Dear Fellow Citizen,
Shortly before the election last fall, The New York Times ran an editorial about the flood of independent money in the campaign. The editors noted, “The business interests behind those hundreds of millions are not going to give up the influence and the power that spending has given them. That’s the reason this unlimited money is so corrupting: win or lose, it binds lawmakers, corporations and special interests ever closer.”
If the Times’s readers could tolerate it, such editorials could run every day—and not just during elections.
Because others in this issue of Democracy are writing about the many dimensions of the problem, we won’t pile on. But we do want to point out that both of us have, for eight decades now, been witnesses to—and proud products of—the American experiment. And in that time we have never seen our democracy so utterly subjugated by the power of well-heeled special interests.
So, what can be done? A lot, is the answer. But here’s one simple idea: Help fund the groups that fight for political reform.
Both of us have been doing so for a long time—one as the president of a small family foundation whose benefactors were devoted to the renewal of democracy, one as an individual citizen concerned for his country. Over the years, we’ve collectively helped reform groups raise millions of dollars. But that’s only a thimble-sized sum compared to the need.
It’s been rewarding to see the many groups we’ve supported do so much with so few resources. But it’s also been painful to see them toil away in a long and losing battle, seriously outgunned on Capitol Hill by the lobbyists who profit from the current system, and outmaneuvered in the courts by the lawyers and justices who deem money the equal of speech.
How much do these reformers spend annually? An estimated $45 million. Only about .01 percent of total charitable giving in America (which was roughly $300 billion in 2011). It’s about one-fourth of what the U.S. Chamber of Commerce spends annually (roughly $200 million in 2010), and roughly one-tenth of what Koch-related groups committed to spending in the 2012 elections to promote their agendas ($400 million, according to Politico).
The two of us could list most of the funders of reform on the back of a napkin. Like their grantees, they’re very capable and dedicated people who strive to accomplish much with few resources. Like us, many of them are frustrated that the pool of philanthropists has remained so consistently small over the years. And, also like us, many can’t keep investing in this cause much longer, not for lack of interest but for lack of resources.
Over the years, we’ve encountered various reasons why there is so little investment in reducing the power of Big Money over politics and policy-making: Good-government groups don’t do a good enough job of selling themselves and are too fractured along policy lines; money in politics is seen as a wonky issue that only liberals care about; philanthropy is increasingly focused on short-term “deliverables” and “quantifiable outcomes” and reform is too hard to measure in those terms; foundations are risk averse when it comes to supporting efforts that might be perceived as political. And the list goes on.
All of these are understandable concerns. But none of us can any longer afford to allow such arguments to stifle the flow of money into the struggle to save our democracy. Citizens United and super PACs have brought America to a historic juncture—one path leads toward oligarchy, the other toward representative government. Abraham Lincoln defined the latter as the American ideal. It was the cause of Thomas Paine, the Revolution, and the Constitutional Convention. Today it is the inspiration for good health care and a good education, for fair and competitive markets, for honest government, for a sustainable environment, and for a decent job and livelihood for everyone. For these promises to be kept, the deep pockets of the moneyed class must be countered, because to travel upstream of any major issue facing our country—from Too Big To Fail banks to climate change—is to encounter a small, extremely powerful group of well-connected and well-heeled interests controlling the flow of the stream.

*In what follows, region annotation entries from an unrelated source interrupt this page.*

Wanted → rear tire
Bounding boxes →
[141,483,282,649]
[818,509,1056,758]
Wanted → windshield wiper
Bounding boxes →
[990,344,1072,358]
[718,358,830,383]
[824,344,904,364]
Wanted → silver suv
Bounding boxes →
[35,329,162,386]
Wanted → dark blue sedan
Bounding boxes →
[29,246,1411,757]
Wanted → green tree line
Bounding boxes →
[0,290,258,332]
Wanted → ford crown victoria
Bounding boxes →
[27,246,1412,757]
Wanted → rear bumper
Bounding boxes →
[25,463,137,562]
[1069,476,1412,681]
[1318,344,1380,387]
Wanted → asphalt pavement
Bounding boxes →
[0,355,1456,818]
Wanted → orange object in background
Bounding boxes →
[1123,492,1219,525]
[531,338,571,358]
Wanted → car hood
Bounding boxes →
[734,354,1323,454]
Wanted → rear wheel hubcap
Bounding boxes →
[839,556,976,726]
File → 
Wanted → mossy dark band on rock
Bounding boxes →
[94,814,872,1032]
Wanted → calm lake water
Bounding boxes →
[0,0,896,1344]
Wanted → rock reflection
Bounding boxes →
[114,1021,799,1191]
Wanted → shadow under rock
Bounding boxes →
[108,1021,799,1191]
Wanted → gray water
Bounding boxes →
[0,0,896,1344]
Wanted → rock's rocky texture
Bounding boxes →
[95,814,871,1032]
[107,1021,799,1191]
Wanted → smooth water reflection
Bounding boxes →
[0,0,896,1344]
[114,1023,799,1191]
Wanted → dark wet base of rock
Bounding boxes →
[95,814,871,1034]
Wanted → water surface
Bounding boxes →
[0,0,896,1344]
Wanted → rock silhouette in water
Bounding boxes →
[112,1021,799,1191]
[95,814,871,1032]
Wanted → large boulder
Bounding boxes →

That’s why it’s about time for others who are well connected and well heeled to provide a counterweight. When some people think about philanthropy, they think of building libraries and wings of hospitals, of endowing university chairs and curing diseases, of providing comfort to the afflicted, and preserving pristine lands. All noble goals. But beneath them lies a larger structural problem with the way our country functions, or doesn’t function. Helping solve that problem offers philanthropists a shot at a different kind of legacy—one that would make Jefferson and Lincoln proud.
Now is the time to invest in such a legacy. The tinder of public opinion is dry. In a recent Gallup poll, 87 percent of respondents said that ending government corruption should be a “very important” or an “extremely important” priority for the President. The only priority that ranked higher was job creation.
There are more than two dozen groups working mightily to ignite the popular movement necessary for rekindling the American Dream of justice for all. If patriotic philanthropists fail to meet the challenge, future editorials in The New York Times on money in politics will read less like urgent calls for change and more like obituaries.